Sebelum membahas lebih lanjut mengenai “Teori Konflik” maka perlu dipahami pengertian dasarnya untuk mempermudah interpretasi dan pemaknaannya atas fenomena yang terjadi dalam hukum dan masyaralat. Teori merupakan hasil pemikiran ahli yang berlatarbelakang dari keadaan yang dialaminya sendiri atau fenomena dalam masyarakat yang dipahami secara mendalam hingga membentuk dalam sebuah analisis dengan bantuan pengetahuan yang dimiliki. Sedangkan konflik adalah percekcokan, perselisihan, dan pertentangan. Konflik juga merupakan ketegangan atau pertentangan di dalam cerita rekaan atau drama antara dua kekuatan, pertentangan dalam diri satu tokoh, dan/atau pertentangan antara dua tokoh.

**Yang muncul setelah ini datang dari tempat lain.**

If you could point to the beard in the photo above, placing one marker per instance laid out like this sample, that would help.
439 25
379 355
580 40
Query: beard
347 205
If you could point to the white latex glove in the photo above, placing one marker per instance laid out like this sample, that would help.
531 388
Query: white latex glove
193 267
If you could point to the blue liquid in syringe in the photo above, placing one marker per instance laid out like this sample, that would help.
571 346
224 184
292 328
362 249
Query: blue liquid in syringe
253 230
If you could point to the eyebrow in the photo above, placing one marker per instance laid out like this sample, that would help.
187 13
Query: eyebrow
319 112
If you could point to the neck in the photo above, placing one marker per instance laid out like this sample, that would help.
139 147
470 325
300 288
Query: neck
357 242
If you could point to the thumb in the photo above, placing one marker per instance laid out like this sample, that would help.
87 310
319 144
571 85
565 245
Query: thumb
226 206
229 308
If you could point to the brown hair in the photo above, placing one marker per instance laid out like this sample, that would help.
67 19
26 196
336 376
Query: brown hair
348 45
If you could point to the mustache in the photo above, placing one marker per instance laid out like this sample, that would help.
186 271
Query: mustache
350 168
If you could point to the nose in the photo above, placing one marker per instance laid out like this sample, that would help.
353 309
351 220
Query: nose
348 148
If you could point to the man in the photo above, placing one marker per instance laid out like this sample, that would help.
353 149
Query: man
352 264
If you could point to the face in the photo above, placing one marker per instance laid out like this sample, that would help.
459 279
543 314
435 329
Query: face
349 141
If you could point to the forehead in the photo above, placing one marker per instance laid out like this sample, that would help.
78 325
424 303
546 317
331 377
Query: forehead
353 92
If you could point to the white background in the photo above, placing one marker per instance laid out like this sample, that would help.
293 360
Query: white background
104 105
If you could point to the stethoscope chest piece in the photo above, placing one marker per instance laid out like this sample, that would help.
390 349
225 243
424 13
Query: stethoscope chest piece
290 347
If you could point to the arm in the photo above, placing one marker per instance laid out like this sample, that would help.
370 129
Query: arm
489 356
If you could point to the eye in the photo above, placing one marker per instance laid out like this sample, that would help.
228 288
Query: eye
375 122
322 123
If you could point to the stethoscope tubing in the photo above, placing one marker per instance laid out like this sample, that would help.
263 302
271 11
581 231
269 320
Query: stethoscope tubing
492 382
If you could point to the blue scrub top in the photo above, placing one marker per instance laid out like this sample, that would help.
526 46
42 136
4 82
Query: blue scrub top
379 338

Konflik itu sendiri bisa dibagi dalam tiga bagian yaitu :
  • Konflik batin
Konflik yg disebabkan oleh adanya dua gagasan atau lebih atau keinginan yg saling bertentangan untuk menguasai diri sehingga mempengaruhi tingkah laku
  • Konflik kebudayaan 
Persaingan antara dua masyarakat sosial yg mempunyai kebudayaan hampir sama;
  • Konflik sosial
Pertentangan antaranggota masyarakat yg bersifat menyeluruh dl kehidupan
Itulah penggalam makna dari teori dan konflik. Teori konflik lahir melalui upaya pemahaman masyarakat atas femonana yang berkembang di masyarakat. Hidup dalam perbedaan, masyarakat tidak menutup diri atas pengaruh eksternal yang mempengaruhi internal hidupnya. Karena setiap perbedaan pemahaman, perbedaan kekuasaan, tujuan hidup dan latar belakang serta suku, agama, ras maupun segala perbedaan lainnya dapat membangkitkan konflik di masyarakat. Perbedaan tersebut tidak bisa dihindari dan alangkah sebaiknya dijadikan alat pemersatu. Kelompok kepentingan yang berbeda dalam sistem sosial akan saling mengajar tujuan yang berbeda dan saling bertanding. Kompetisi sosial ini akan selalu hidup masyarakat demi pemenuhan setiap kebutuhan hidupnya. Sebagaimanan diungkapkan oleh Lock Wood, yaitu kekuatan-kekuatan yang saling berlomba dalam mengejar kepentingannya akan melahirkan mekanisme ketidakteraturan sosial atau social disorder.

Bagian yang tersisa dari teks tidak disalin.